The benefit of permanent monitoring during operation

Continuous monitoring of shield currents on data lines during operation has several advantages: Instead of a point-by-point measurement, which shows only a snapshot of the load on the equipotential bonding system, an analysis of the current profile also records temporary load peaks that would otherwise remain hidden. Especially in the case of troubleshooting, these historical data are valuable starting points to isolate the cause of possible impairments quickly. Care must be taken to ensure that the measuring instrument used does not only record the so-called root mean square (RMS) value since it represents only a quadratic mean calculated over time and is therefore inaccurate as a measurement result. Just a recording and representation of the exact current waveform provides accurate diagnostic and analysis data.

Anyone using Profinet or Industrial Ethernet as the automation network can gain an advantage: As the only switch so far, the mesh P9 not only fulfills the actual switch function of data distribution but also provides the service of leakage current monitoring in addition to numerous other diagnostic options. The continuous measurement over the entire frequency spectrum (20 kHz), as well as the recording of average values (RMS measurement) and peak values (peaks), make the causes and relationships understandable for EMC interference. If this leakage current exceeds a value of 200 mA (practical) and 400 mA (peak), this represents a risk for trouble-free communication and a targeted warning is issued.

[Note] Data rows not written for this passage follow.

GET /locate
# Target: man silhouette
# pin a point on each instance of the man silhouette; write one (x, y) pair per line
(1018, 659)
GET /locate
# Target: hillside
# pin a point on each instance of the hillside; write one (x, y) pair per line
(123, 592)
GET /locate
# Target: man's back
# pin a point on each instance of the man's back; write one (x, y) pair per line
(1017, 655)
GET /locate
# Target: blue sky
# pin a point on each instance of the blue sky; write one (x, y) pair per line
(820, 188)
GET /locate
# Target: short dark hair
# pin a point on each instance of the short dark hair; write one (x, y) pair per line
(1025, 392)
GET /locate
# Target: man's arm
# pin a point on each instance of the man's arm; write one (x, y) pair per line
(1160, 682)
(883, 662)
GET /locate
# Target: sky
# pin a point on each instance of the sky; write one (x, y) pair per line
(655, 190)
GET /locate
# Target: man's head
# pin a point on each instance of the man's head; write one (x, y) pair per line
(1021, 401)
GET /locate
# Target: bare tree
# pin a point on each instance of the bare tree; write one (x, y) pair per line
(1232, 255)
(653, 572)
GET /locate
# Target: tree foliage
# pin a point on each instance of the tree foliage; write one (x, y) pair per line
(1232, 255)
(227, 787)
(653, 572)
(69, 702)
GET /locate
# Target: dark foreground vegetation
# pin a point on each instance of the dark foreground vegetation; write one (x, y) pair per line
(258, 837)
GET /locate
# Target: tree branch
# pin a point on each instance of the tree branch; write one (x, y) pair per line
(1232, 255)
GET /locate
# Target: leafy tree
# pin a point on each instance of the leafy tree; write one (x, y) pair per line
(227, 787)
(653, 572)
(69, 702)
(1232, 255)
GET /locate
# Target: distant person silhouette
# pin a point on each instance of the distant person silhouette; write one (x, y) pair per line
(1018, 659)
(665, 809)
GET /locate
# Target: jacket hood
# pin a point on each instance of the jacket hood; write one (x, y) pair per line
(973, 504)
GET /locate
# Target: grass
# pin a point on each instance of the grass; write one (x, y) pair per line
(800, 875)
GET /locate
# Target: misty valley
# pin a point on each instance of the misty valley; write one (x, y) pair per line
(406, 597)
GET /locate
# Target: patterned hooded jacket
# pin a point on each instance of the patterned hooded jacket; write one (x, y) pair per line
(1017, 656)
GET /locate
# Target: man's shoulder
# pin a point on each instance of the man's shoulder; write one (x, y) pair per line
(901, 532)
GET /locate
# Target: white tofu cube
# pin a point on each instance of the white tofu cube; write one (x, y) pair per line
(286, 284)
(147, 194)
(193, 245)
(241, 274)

As an alternative or for all other communication protocols, the measuring and diagnostic device EMV-INspektor V2 also has the mentioned analysis function as well as the option to monitor up to four current-carrying channels in parallel and permanently.

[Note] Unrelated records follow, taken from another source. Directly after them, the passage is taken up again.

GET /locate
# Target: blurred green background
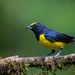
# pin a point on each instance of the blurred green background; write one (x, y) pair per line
(15, 15)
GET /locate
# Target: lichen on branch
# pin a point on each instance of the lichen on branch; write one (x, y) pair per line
(15, 65)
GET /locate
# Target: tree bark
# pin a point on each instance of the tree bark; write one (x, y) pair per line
(14, 64)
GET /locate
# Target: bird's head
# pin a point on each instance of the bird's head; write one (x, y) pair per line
(36, 27)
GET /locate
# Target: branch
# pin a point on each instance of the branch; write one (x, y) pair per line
(15, 63)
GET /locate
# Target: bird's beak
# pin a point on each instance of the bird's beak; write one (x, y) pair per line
(29, 27)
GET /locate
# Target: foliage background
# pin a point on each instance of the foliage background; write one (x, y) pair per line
(15, 15)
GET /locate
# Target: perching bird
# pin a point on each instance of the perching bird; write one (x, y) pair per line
(49, 38)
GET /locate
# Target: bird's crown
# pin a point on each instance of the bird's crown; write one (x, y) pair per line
(33, 23)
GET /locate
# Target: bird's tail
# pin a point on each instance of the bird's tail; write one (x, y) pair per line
(74, 40)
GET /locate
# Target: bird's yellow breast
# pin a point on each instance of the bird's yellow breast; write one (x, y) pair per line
(49, 44)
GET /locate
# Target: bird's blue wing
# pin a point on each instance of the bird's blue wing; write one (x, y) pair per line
(56, 36)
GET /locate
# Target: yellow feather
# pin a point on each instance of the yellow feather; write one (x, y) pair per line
(51, 45)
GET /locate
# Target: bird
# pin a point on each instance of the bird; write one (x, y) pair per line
(50, 38)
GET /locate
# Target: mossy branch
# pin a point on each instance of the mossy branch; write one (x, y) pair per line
(13, 64)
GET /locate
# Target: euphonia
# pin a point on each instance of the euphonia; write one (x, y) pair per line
(49, 38)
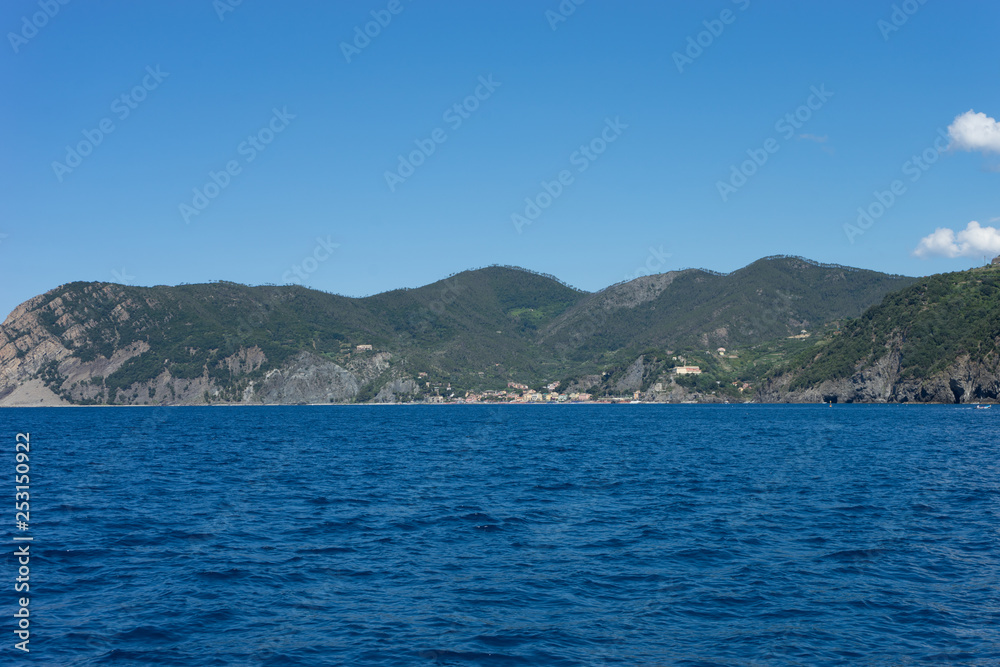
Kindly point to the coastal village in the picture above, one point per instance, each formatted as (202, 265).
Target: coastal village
(556, 392)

Trust is good; control is better

With the guideline “Functional Potential Equalization and Shielding of Profibus and Profinet” of PI there are written notes and experimental values for the structure of an equipotential bonding system specially tailored to the needs of automation.

Conscientious planning allows time and material to be kept within manageable limits, while at the same time achieving high EMC resistance of machines and systems. Nevertheless, there should be possibilities right from the start to be able to test the verification of the function of the equipotential bonding system as well as the prevailing shield current level. According to the numbers of Indu-Sol alone, more than 100 cases of process-relevant reductions in data communication quality due to electromagnetic interference could be avoided.

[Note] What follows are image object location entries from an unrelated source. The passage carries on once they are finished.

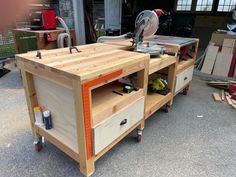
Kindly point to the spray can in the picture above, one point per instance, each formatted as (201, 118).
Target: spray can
(47, 119)
(38, 116)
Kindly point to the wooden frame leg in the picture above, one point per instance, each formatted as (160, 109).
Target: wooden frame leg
(142, 82)
(86, 165)
(171, 81)
(31, 98)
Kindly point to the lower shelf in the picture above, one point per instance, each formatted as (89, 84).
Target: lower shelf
(155, 101)
(59, 139)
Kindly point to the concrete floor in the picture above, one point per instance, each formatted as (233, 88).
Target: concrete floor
(196, 139)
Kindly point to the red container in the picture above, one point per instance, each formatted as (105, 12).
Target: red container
(49, 21)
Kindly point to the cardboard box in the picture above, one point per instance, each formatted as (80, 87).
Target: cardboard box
(218, 38)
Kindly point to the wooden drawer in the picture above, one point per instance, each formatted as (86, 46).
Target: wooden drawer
(110, 129)
(183, 78)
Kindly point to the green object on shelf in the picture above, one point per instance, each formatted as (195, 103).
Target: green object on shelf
(26, 42)
(7, 50)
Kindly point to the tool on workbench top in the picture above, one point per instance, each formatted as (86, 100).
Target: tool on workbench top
(146, 24)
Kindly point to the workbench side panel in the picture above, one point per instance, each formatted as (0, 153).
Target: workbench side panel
(60, 101)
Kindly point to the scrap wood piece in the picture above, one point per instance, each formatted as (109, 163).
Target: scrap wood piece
(233, 97)
(234, 106)
(229, 100)
(222, 64)
(232, 66)
(209, 60)
(228, 43)
(216, 96)
(232, 88)
(222, 95)
(233, 101)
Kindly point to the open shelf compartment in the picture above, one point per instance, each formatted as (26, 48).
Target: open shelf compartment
(155, 101)
(105, 102)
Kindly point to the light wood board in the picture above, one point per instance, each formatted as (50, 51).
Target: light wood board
(60, 102)
(209, 60)
(222, 64)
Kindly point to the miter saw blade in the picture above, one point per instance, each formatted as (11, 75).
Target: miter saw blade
(152, 49)
(151, 22)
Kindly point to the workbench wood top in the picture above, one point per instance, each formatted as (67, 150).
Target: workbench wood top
(91, 61)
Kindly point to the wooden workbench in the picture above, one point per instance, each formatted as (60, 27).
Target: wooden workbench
(78, 89)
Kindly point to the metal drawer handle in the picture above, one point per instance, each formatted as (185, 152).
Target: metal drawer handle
(123, 122)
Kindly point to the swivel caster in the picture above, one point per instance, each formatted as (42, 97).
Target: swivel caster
(38, 144)
(139, 135)
(185, 91)
(167, 109)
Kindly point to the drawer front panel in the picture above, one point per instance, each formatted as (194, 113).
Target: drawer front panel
(109, 130)
(183, 78)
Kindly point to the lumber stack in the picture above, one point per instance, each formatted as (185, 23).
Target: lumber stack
(220, 60)
(228, 92)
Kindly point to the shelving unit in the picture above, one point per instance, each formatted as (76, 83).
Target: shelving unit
(106, 103)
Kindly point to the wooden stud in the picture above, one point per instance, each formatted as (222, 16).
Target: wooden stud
(31, 97)
(86, 164)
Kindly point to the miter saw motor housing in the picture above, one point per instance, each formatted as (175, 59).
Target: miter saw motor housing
(146, 24)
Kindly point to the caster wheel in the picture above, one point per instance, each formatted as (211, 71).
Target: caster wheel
(139, 138)
(38, 146)
(185, 91)
(139, 135)
(167, 109)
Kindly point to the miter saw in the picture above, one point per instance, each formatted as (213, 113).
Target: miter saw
(146, 24)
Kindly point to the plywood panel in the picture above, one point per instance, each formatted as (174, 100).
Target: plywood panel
(222, 64)
(60, 102)
(210, 59)
(228, 46)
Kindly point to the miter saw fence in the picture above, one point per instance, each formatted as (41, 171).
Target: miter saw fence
(146, 24)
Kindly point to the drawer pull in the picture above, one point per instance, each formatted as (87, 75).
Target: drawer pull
(123, 122)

Indu-Sol has set itself the task of objective evaluation of the quality of industrial data communication. To ensure the long-term, trouble-free operation of machines and plants for industrial automation, a complete system solution for permanent network monitoring (PNÜ) was developed with the aim of warning against failure. The more than 16 years of experience of the Thuringian technology company shows that not only their physics and logic must be analyzed for a stable and safe functioning and high availability of field buses and networks, but also a professionally executed equipotential bonding and electromagnetic compatibility (EMC) are indispensable.